Les inventeurs, notamment individuels, restent souvent sans accompagnement et se trouvent en dehors de l’écosystème de l’innovation. Ils manquent cruellement de soutien à tous les niveaux : prototypage, valorisation de leurs inventions, financement, reconnaissance…
Et pas de solution en vue pour le moment.

Les inventeurs livrés à eux-mêmes
Les pouvoirs publics ne disposent d’aucune politique volontariste pour favoriser l’invention. PH. DR

Moteur rotatif rotor carré, générateur atmosphérique de l’eau potable, système de visiophonie mobile à travers les réseaux classiques, machine à laver presque sans eau, du biocarburant produit à partir de micro-algues marines… Quel est le point commun entre ces inventions ? Toutes sont l’oeuvre d’inventeurs marocains. Certaines ont même été exploitées aussi bien au Maroc qu’à l’international.

Alors que par le passé, on ne parlait des inventions que pour mettre en avant notre culture générale, notamment lors des compétitions dédiées à cet effet, aujourd’hui, on en parle de plus en plus comme une réalité bien de chez nous.

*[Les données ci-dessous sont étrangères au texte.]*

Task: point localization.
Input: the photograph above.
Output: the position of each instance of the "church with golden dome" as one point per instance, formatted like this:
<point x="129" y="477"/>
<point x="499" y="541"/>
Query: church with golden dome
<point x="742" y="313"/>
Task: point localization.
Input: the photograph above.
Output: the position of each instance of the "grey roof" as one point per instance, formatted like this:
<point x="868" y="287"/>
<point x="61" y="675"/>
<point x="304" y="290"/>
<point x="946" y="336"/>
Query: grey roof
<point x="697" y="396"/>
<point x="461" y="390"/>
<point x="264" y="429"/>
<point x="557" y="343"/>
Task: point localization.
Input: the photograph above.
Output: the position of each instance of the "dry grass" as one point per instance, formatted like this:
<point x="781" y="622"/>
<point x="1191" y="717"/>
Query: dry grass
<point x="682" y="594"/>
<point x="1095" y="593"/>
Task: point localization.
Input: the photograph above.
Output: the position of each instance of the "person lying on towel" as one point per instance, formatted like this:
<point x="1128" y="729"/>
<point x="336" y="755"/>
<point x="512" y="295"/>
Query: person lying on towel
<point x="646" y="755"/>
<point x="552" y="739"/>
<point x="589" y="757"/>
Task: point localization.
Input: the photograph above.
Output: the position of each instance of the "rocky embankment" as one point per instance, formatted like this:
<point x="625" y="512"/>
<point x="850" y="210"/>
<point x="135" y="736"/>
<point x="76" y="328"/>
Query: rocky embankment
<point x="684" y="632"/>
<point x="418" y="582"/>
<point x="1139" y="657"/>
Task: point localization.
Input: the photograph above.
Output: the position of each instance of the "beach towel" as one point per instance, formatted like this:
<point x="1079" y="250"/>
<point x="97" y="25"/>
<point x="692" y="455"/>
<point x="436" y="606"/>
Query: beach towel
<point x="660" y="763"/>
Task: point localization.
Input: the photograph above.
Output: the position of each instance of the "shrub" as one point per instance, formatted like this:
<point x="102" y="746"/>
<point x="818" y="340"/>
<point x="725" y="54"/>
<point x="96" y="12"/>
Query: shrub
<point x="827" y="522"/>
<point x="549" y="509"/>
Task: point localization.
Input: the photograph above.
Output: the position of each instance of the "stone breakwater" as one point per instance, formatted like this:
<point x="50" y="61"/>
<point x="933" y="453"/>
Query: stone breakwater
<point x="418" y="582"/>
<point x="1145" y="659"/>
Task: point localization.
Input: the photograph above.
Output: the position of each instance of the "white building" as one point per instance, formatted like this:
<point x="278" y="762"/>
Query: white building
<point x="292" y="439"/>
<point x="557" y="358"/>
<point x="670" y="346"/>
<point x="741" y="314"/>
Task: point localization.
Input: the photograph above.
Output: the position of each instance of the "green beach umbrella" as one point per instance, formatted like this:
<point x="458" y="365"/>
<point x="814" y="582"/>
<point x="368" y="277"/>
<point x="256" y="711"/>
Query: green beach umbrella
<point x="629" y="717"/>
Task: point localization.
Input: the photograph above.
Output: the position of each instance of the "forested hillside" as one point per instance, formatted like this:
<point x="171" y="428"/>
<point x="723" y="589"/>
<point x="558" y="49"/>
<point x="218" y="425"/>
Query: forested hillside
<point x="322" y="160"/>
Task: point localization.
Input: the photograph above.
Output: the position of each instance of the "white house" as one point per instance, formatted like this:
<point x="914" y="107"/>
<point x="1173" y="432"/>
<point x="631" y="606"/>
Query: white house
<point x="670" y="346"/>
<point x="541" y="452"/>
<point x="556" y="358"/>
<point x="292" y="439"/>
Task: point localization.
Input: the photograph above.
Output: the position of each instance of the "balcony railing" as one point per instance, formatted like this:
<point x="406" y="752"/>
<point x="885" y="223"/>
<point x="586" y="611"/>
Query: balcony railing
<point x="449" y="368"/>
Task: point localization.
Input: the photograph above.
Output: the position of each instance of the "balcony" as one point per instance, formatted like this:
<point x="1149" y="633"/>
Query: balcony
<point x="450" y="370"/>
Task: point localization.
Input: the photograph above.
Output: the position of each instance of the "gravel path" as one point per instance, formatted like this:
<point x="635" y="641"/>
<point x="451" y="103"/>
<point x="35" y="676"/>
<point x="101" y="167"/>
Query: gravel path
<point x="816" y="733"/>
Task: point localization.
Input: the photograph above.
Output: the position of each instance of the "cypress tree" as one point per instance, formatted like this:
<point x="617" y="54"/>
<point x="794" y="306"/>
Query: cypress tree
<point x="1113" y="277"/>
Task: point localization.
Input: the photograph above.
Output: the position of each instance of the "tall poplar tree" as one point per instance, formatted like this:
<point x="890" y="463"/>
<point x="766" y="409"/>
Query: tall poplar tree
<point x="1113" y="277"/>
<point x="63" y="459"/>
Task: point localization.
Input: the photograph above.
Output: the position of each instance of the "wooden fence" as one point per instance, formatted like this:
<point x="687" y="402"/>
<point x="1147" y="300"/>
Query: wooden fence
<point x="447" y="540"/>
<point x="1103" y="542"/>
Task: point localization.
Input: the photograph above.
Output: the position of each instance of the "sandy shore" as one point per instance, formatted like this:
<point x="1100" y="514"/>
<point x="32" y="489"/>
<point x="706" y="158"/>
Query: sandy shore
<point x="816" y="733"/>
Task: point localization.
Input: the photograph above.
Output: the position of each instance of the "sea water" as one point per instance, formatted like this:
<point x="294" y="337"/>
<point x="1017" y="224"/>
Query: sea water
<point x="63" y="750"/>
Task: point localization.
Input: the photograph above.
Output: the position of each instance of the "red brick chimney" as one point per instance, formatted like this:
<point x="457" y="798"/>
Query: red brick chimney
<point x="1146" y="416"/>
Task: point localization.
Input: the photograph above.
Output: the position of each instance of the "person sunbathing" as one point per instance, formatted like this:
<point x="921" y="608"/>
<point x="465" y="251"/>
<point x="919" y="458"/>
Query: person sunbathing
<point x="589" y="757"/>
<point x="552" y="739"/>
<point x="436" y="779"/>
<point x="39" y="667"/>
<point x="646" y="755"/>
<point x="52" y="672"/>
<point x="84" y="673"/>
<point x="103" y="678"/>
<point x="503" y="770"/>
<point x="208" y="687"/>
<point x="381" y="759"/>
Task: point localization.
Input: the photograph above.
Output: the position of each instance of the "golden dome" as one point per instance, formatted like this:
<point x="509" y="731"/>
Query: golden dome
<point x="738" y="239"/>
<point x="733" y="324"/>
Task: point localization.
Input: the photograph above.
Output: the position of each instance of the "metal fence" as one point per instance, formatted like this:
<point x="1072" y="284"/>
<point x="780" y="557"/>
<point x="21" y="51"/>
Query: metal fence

Il est, en effet, plus courant de lire, d’écouter ou de voir dans les médias, y compris internationaux, des cas de Marocains qui ont mis au point des inventions, brevetées ou pas, qui arrivent à impressionner même sous d’autres cieux.

Cela est-il dû à une politique volontariste des pouvoirs publics pour libérer les énergies créatrices et favoriser l’invention ?
Certes, les pouvoirs publics ont mis en place une stratégie de l’innovation, créé des entités pour promouvoir l’innovation et l’invention (Iresen, Mascir, cités de l’innovation…), mais quand on est un inventeur individuel, on reste en dehors de tout ce circuit, on est pour ainsi dire livré à soi-même.

Que d’embûches !

«L’écosystème de l’innovation est en train de changer et de devenir de plus en plus favorable aux entreprises et aux universités et non aux inventeurs indépendants», déplore Amine Agzenay, président de l’Union des Inventeurs et Innovateurs Marocains.
Un inventeur ne trouve même pas de l’accompagnement pour valoriser son invention, prouver son utilité et son intérêt pour pouvoir accéder au financement bancaire. Les banques sont souvent frileuses devant ce genre de projet et cherchent de prime abord des garanties avant d’engager leur argent, témoignent les nombreux inventeurs que nous avons contactés.

Résultat : la route de l’inventeur est semé d’embûches et souvent quand on parle invention, on parle plus de problèmes que de réalisations. Des problèmes à tous les compartiments. Le président de l’Union des Inventeurs et Innovateurs Marocains les résument en quelques points : absence de fonds pour concevoir un prototype de qualité industrielle, protéger et breveter une invention à l’échelle internationale, absence de procédures et d’avantages pour permettre aux inventeurs de créer leurs propres entreprises, en valorisant leurs brevets d’invention. Amine Agzenay pointe également du doigt la frilosité des industriels qui ne font pas confiance aux inventeurs marocains et même quand un inventeur tente de prendre en charge lui-même l’exploitation industrielle de son invention, il ne trouve pas d’accompagnement en face. D’ailleurs, note-t-il, les inventeurs manquent souvent de culture entrepreneuriale, ce qui ne les prédisposent pas à se transformer en entrepreneurs.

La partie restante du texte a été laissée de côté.